Das Konstruktionsprinzip von „Berlin 1936“ erinnert an Florian Illies „1913“, der das letzte Friedensjahr über viele Facetten zu einem späten, unheilvollen Funkeln gebracht hat. Die Gleichzeitigkeit des Ungleichzeitigen sucht auch Hilmes für seine zwei Wochen im August aufzuspüren. Dabei gelingen ihm schöne Entdeckungen und er stellt nachdenkenswerte Querbohrungen an. Beispiel: Zur gleichen Zeit, da die „Jugend der Welt“ zu den Sommerspielen nach Berlin eilte, machte sich im Hamburger Hafen die „Reisegesellschaft Union“ an Bord des Dampfers Usaramo auf den Weg Richtung Süden. Hinter dieser Mischung aus Abenteuerurlaub und Expedition verbergen sich – man ahnt es bald – die Anfänge der späteren Legion Condor. Hitler-Deutschland, das neben Mussolinis Italien den spanischen Bürgerkrieg beförderte, zu diesem Zeitpunkt aber erst schamhaft verhüllt die hässlich-aggressive Fratze seiner Militärpolitik zeigt.
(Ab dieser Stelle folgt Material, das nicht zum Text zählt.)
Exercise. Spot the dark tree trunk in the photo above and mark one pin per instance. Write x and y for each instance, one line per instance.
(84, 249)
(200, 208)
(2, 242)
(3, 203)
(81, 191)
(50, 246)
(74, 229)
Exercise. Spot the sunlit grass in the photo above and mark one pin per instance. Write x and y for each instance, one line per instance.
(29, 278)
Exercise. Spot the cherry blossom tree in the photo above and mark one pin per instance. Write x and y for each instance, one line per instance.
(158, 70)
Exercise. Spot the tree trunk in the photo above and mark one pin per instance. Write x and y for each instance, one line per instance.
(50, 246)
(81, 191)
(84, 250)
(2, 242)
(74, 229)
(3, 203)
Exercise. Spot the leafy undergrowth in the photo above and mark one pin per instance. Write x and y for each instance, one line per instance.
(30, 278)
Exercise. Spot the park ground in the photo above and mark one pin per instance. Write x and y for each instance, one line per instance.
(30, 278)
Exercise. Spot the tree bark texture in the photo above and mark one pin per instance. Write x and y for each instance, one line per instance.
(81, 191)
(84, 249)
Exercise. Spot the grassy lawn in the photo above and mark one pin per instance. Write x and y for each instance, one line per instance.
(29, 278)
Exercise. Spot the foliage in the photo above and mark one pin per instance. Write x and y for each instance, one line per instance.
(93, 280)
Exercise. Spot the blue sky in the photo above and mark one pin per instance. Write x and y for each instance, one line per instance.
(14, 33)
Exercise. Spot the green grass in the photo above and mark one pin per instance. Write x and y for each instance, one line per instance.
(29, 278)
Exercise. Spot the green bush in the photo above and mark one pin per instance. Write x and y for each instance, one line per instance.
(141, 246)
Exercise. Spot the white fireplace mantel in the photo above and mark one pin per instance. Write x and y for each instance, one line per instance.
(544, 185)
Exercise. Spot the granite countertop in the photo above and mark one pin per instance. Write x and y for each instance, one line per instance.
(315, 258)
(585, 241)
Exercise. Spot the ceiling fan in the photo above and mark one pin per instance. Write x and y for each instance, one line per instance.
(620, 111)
In kleinen Schnipseln eingestreut sind Tagesmeldungen der Staatspolizeistelle Berlin und der Reichspressekonferenz. Wichtiges steht neben scheinbar Nichtigem und fügt sich zu einem Bild permanenter Überwachung, Gängelung und Verdächtigung der Bevölkerung wie der Fremden. Zusammen mit vielen anderen Histörchen und Begebenheiten aus der Welt des Berliner Tingeltangel tragen diese Kurznachrichten aus dem deutschen Alltag dazu bei, das offiziöse Bild eines weltoffenen, vorurteilsfreien Nationalsozialismus zu dekonstruieren.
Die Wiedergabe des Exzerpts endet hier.